Today DCInno had a really great article which included data from RentHop regarding average rental prices and year over year change in those rents by metro station. Take a tour of the interactive map below, which provides good insight regarding the effects of development on affordability.
It is an oft repeated criticism that the rise of multi-family construction inside the beltway is increasing prices and forcing people out. With the data provided by RentHop we can take a look at that criticism in light of the residential construction boom Tysons has undergone the past 3 years. Tysons is one of the leading development zones for apartments in the DC region. Several of the region’s biggest apartment complexes have come to Tysons these past 3 years, and several more are on the horizon.
The DC equivalent to the construction boom would be at NoMa station or at the Waterfront.
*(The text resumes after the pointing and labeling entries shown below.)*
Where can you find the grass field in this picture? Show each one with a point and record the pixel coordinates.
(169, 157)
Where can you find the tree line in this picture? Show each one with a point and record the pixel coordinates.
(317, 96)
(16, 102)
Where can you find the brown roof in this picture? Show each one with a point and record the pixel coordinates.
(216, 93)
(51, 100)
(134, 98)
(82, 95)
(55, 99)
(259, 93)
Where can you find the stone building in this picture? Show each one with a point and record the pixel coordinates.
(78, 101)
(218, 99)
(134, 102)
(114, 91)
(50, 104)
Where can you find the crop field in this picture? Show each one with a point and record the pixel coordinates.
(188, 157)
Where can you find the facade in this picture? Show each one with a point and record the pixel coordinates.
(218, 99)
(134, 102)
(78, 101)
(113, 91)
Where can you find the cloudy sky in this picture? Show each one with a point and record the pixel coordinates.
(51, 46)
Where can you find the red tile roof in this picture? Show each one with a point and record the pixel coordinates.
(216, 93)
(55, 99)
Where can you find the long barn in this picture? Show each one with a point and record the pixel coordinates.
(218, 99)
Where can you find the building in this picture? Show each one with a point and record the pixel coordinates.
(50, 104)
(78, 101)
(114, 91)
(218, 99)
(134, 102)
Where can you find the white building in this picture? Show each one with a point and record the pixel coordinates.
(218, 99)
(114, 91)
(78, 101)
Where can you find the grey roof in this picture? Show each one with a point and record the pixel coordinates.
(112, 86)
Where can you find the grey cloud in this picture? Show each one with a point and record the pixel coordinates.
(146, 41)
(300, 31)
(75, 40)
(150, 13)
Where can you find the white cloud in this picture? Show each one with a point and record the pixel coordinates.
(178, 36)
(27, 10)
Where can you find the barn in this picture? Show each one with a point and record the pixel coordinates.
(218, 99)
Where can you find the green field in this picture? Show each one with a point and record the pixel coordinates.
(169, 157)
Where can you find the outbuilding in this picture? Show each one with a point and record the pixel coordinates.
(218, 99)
Whereas the antithesis of this development boom would be locations like DuPont or Van Ness in upper Northwest DC, where community opposition has all but halted any new development.
In Tysons, the current average rents are $1650, $1700, $1650, and $1495 from Spring Hill to McLean Station. At NoMa rents are $2135 and at the Waterfront $2050. DuPont and Van Ness are $2300 and $1920 respectively. Clearly the DC metro stations benefit from proximity to the center city, but all things being relative, the year over year numbers are more informative.
In Tysons, the year-over-year change is -7.1%, +0.9%, 3.9%, and 3.1% from Spring Hill to McLean Station. Spring Hill Station, based on the past year, saw the biggest drop. However, with the delivery of Adaire, Ascent and Avalon Park Crest, Spring hill has seen the glut of new construction in Tysons over the past three years.
Although a lot of construction has happened at McLean Station, most of that delivered at the late stages of this data, and likely had limited affect. In DC NoMa’s rent bucked the citywide trend and also fell -7.2% and the Waterfront -3.9%. Meanwhile the more restrictive DuPont rose 4.5% and Van Ness 5.5%.
One data point on the long calendar of development doesn’t tell you everything, and remains anecdotal. There are many influences on why a property may price at a certain time, what matters is trends. Hopefully RentHop keeps up with the data and we can see how the development boom is affecting affordability with next year numbers as well.